Ils étaient tout habillés, « jusqu’aux chaussures », raconte Geneviève. “Pas pour les vêtements de sortie comme indiqué, juste pour les vêtements de jour ordinaires.”
“La police a appelé en premier”, ajoute-t-elle. “Ils ont demandé à Joseph s’il avait des enfants, et quand il a dit oui, ils lui ont demandé leurs noms. Ensuite, ils sont venus nous le dire en personne. Nous regardions les informations et nous ne savions pas qu’il s’agissait de nos filles. Nous ne savions même pas qu’elles étaient à Brighton. Ensuite, nous avons dû aller identifier les filles, une par une. “
Geneviève m’annonce qu’il y a une quatrième sœur dans cette famille désormais brisée.

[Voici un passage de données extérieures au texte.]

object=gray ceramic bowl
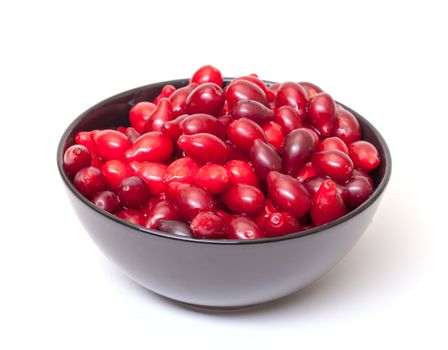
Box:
[57,79,391,307]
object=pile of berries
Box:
[64,65,380,239]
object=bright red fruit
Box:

Sa fille Lily, 25 ans, techniquement une demi-sœur, est inconsolable depuis qu’elle a appris la mort des trois.
La plus grande préoccupation de Joseph était « Comment pouvons-nous le dire à Lily ? ». J’ai fini par le faire. Nous sommes tous dans ce cauchemar dont vous pensez que vous allez vous réveiller. Elle me dit qu’ils essaient de faire revenir Lily, qui vit aux États-Unis et travaille comme directrice dans une société d’ingénierie à Dallas, pour les funérailles. Il n’y a pas encore de date, car l’enquête policière est en cours et les corps n’ont pas encore été remis à la famille.
“Nous pensons que c’est normal que Lily soit impliquée”, dit Geneviève. “Nous lui avons dit qu’elle pourrait s’occuper de leur retour et nous voulions que ce soit le plus beau possible, avec des cercueils blancs et des roses blanches.”

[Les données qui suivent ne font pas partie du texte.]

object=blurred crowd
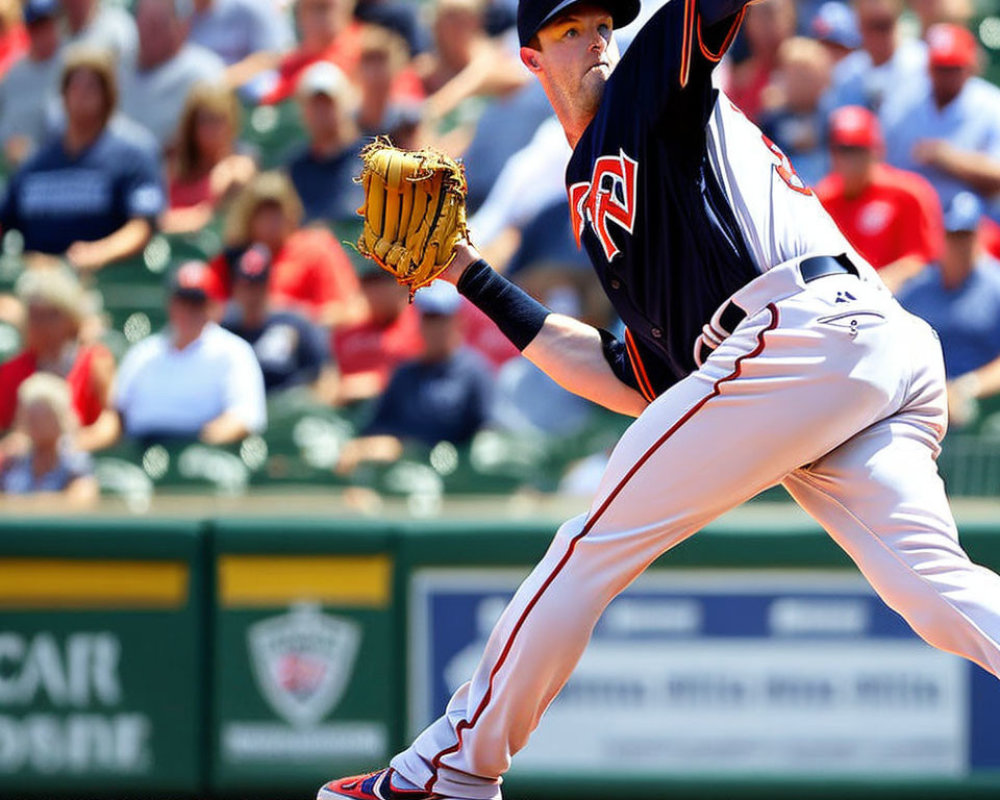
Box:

“Elle veut même qu’une calèche les ramène chez elle, pour leur rendre hommage. Nous lui demanderons de choisir leurs vêtements.”
Il y a un fort sentiment que ce sont les femmes de la famille qui organiseront ces funérailles, car le père des sœurs, Joseph, chef de la sécurité de 68 ans, n’en a tout simplement pas la force pour le moment.
« Ce sont ses bébés. C’est un soft de toute façon. Mon frère est un ours en peluche, mais quand il s’agit de ses filles…’
“Il était catatonique”, explique Jick. Geneviève est d’accord. “Il ne ferme pas les yeux, il oublie de manger.”
Dans une tournure presque insupportable, ce n’est pas la première fois que cette unité soudée subit une tragédie.
En 2010, les filles ont perdu leur mère, Janice Adetoro, âgée de seulement 43 ans, dans des circonstances particulièrement horribles qui sont désormais devenues encore plus poignantes.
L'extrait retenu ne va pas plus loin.